I appreciate whatever profile you (Hilzoy) give this issue. And your focus on humanity and decency, instead of simply political arguments.

Posted by: flubber on May 30, 2009 at 7:27 PM | PERMALINK

Obama is playing a long game, one that we mere mortals cannot yet discern. All will be revealed to us in the fullness of time if we simply trust in him and not criticize his actions.

Posted by: Obamapologist on May 30, 2009 at 7:55 PM | PERMALINK

With all the nonsense the Republicans have been spouting about only the worst of the worst being sent to Gitmo, and 1 in 7 going back to terrorism, would you want to be released in the US? Do you think the Uighurs have been told about the media frenzy here? This isn't the same country it was when they were first abducted. It's not hard to imagine the Limbaughs, Gingriches, Giulianis, etc. handing out the pitchforks just to score cheap political points with braindead teabaggers. And let's face it, it would be disasterous for them if the Uighurs were released and received as victims.

Posted by: Danp on May 30, 2009 at 7:56 PM | PERMALINK

Cuba is really missing a golden opportunity for good PR with much of the world on this one. . .

Posted by: zeitgeist on May 30, 2009 at 7:59 PM | PERMALINK

I think I said this before but I went to school with a girl from China, she was cute and small and friendly even when she had disagreements with American politics and government.... but she became amazing angry over the Uighers. She hated them all, ALL as terrorists.

So... would China be angry if we let them live in the US?

Posted by: MNPundit on May 30, 2009 at 8:21 PM | PERMALINK

Dear President Obama,

Indefinite detention away from friends and family is torture.

Just think, if 25 years ago, we had provided for the public education and a couple of meals a day for all those Afghan and Pakistan poor kids, they would not have joined the Taliban today. They would all be plumbers and doctors, electricians and dentists, etc.

Missed the boat on that one. Now we have to level their villages to protect them from the Taliban. Chickens coming home to roost.

Posted by: deejaayss on May 30, 2009 at 8:34 PM | PERMALINK

A quibble. Normally I find nothing objectionable in your posts Hilzoy (and I love to find reasons to object to just about everything) but I believe you are contradicting yourself with the phase "this is false". I don't see why these Uighurs should be at all anxious to jump out of the frying pan and into the fire. The fact that it would be both unethical and illegal to send them to China does not preclude the possibility that they don't want to go there. If they had an ounce of sense they'd hold out for being sent top somewhere where they wouldn't be either tortured or executed. Just saying.

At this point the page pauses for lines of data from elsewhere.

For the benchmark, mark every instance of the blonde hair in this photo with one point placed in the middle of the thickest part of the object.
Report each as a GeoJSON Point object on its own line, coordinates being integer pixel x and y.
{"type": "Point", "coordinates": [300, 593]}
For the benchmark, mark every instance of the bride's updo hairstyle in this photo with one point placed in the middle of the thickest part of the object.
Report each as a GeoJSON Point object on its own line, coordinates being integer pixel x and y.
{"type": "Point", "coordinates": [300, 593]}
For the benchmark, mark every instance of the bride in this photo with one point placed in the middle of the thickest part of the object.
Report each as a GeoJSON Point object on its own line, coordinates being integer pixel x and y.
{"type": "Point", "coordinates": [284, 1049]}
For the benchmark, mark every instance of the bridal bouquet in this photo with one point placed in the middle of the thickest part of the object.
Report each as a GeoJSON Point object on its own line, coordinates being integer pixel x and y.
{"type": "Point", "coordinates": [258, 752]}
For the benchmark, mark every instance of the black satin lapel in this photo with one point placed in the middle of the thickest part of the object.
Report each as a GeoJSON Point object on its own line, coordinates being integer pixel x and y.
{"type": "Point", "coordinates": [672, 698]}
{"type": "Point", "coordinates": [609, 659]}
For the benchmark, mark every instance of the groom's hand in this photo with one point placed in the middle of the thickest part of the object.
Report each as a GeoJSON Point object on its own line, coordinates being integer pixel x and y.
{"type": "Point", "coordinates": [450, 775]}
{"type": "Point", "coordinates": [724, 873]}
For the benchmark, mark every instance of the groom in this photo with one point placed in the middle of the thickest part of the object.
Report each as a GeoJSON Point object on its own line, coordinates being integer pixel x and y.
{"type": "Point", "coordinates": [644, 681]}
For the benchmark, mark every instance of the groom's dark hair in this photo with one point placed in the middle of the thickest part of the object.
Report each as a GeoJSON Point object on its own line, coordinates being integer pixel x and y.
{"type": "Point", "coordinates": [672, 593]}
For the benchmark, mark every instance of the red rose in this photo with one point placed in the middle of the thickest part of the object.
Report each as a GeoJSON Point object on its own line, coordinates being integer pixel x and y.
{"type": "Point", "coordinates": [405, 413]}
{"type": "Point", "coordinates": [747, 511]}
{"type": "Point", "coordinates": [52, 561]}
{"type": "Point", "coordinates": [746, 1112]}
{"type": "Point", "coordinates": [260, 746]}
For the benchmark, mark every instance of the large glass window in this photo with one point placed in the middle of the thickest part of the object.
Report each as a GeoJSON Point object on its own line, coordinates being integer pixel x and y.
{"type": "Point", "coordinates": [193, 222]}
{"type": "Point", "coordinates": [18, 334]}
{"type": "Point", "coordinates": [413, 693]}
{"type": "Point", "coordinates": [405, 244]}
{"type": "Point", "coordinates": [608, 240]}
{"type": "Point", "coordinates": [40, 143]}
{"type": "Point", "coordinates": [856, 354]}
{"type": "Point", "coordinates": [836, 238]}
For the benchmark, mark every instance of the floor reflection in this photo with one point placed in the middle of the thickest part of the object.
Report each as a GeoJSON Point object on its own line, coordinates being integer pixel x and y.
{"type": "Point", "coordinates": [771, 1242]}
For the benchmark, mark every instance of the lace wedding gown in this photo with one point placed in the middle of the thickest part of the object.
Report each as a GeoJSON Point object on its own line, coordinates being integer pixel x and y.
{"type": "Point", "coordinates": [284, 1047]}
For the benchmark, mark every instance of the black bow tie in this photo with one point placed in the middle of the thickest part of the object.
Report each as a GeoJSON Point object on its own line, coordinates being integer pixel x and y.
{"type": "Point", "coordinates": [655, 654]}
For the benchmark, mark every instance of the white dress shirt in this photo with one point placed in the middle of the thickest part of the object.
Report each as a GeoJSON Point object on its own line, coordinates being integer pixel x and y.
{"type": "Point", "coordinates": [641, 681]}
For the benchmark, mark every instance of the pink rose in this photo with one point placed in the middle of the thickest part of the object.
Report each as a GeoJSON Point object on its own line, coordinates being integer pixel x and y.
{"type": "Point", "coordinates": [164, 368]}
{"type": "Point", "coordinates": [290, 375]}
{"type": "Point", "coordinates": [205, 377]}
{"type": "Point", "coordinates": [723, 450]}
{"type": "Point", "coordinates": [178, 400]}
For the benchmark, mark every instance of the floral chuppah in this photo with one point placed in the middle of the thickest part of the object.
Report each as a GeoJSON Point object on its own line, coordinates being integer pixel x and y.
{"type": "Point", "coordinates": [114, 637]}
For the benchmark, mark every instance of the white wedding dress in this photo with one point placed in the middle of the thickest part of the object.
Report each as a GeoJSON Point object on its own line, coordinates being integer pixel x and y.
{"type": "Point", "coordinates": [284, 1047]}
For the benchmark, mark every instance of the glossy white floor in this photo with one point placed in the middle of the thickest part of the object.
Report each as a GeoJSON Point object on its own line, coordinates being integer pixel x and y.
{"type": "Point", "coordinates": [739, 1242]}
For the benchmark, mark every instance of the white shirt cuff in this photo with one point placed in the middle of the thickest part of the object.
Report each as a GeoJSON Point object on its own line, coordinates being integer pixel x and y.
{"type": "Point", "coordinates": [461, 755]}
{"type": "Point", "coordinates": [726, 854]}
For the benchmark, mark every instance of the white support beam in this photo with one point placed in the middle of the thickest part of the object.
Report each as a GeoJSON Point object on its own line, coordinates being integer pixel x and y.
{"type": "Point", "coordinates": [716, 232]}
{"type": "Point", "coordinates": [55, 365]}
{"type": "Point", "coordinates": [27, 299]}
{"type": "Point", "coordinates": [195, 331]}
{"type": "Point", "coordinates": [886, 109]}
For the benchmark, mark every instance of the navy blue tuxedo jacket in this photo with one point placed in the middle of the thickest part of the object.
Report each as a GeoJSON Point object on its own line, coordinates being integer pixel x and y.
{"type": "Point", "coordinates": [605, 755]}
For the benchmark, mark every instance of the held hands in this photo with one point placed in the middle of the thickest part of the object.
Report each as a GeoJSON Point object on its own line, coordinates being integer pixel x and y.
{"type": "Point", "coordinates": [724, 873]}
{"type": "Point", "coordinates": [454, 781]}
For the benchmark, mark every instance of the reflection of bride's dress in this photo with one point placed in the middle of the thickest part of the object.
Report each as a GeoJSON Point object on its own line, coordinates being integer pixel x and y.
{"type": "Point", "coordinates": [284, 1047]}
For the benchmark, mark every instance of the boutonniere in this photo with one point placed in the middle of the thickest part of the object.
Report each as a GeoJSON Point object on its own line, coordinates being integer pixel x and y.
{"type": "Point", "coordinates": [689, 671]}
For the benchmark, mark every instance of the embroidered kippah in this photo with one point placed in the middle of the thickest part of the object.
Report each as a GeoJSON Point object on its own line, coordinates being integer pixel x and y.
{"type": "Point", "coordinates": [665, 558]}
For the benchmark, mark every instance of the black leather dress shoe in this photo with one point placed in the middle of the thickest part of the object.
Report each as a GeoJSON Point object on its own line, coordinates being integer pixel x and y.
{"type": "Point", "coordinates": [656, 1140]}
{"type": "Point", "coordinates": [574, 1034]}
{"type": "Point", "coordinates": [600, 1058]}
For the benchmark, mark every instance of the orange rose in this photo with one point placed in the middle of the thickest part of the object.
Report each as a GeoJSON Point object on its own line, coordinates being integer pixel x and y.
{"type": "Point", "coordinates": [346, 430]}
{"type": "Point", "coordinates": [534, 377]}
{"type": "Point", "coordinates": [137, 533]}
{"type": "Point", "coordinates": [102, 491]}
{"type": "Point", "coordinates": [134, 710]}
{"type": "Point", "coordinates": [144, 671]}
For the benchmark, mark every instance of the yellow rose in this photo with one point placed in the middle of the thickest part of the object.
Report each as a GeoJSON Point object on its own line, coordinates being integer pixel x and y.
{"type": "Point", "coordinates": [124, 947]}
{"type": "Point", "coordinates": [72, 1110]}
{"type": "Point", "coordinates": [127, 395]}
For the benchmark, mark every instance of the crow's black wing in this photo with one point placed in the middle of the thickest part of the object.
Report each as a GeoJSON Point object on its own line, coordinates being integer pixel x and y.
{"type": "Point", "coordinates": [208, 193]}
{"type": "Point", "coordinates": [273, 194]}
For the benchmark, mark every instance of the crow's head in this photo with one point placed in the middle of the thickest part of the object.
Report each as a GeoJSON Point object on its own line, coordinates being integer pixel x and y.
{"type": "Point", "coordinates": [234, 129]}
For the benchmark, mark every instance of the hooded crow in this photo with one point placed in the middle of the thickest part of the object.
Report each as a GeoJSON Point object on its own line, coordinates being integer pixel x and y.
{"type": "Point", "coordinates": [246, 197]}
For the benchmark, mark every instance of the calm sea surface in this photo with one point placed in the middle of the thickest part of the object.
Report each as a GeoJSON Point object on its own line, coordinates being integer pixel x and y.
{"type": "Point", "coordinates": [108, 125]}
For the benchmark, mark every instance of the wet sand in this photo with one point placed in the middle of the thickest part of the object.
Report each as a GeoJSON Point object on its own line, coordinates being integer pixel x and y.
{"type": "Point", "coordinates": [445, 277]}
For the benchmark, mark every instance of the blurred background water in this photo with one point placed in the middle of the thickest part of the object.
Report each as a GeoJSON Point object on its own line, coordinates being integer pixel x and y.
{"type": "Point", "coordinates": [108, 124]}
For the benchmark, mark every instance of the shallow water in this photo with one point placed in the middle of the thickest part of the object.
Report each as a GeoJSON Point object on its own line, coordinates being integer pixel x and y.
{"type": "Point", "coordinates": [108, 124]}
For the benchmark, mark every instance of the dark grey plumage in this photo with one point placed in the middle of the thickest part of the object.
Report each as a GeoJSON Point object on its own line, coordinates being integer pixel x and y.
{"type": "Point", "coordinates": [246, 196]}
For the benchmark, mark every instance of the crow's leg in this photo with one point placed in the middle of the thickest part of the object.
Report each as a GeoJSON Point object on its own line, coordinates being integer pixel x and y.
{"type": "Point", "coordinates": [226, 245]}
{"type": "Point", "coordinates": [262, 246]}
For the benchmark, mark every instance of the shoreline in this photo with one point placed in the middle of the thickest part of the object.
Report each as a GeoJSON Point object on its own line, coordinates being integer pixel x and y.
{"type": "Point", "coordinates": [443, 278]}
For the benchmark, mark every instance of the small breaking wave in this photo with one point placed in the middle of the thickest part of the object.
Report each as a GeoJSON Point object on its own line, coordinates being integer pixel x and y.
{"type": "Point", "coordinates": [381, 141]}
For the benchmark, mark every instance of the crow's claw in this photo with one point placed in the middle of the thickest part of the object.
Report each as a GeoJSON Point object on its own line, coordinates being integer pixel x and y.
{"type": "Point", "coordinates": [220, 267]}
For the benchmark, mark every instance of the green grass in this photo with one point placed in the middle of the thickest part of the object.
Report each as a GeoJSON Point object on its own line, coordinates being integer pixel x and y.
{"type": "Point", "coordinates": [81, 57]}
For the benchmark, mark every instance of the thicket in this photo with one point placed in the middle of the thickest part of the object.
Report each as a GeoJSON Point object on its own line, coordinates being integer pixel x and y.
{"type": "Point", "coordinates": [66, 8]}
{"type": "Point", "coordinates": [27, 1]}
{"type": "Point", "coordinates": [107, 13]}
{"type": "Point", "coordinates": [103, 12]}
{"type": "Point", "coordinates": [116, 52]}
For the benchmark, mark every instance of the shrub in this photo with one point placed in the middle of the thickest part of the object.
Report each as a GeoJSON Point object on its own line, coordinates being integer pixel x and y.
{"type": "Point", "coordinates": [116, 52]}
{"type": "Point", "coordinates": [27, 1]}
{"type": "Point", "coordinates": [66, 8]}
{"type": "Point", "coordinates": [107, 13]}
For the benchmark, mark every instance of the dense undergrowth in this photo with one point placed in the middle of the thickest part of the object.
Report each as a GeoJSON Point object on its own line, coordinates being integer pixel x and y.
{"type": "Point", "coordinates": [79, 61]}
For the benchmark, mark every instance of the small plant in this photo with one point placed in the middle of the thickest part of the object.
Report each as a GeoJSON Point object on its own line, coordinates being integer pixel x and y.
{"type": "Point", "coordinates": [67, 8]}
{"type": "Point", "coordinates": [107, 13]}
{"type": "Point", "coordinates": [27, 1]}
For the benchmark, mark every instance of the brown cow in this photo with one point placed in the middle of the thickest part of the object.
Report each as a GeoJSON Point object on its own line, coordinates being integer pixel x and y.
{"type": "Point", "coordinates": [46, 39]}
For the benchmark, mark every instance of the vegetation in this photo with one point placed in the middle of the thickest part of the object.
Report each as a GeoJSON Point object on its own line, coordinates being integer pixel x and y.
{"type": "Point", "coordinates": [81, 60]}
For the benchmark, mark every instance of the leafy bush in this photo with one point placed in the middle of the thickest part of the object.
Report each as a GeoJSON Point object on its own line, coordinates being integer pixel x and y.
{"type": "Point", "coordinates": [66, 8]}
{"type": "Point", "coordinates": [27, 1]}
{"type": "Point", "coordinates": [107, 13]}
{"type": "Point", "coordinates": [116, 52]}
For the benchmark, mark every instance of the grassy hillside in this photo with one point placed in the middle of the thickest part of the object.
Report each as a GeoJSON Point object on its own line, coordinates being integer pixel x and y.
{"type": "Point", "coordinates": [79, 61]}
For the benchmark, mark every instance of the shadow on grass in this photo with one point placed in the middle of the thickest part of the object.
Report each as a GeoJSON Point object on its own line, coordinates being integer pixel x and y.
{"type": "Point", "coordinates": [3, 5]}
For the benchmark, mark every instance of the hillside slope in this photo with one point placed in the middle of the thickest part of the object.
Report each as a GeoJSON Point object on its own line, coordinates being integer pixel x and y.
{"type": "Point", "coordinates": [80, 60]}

Posted by: Peter G on May 30, 2009 at 9:26 PM | PERMALINK

Hilzoy - I basically agree with your points, but I think you are not going far enough. There is still this tone of "why don't those other countries take them" in your post.

We have held these people for 7 years. They are innocent. Now we OWN these cases. We have an obligation to offer them to come to the US, EVEN if another country now agrees to take them. Morally, not legally. Why is that so hard to say? Why do even normally sane people like yourself (or Matt Y. and Kevin Drum) think that somehow other countries should be pushed into accepting them and are partially to blame for the predicament. This is our problem alone. Stop talking about other countries in the context of the Uighurs. This is between us and them. Please.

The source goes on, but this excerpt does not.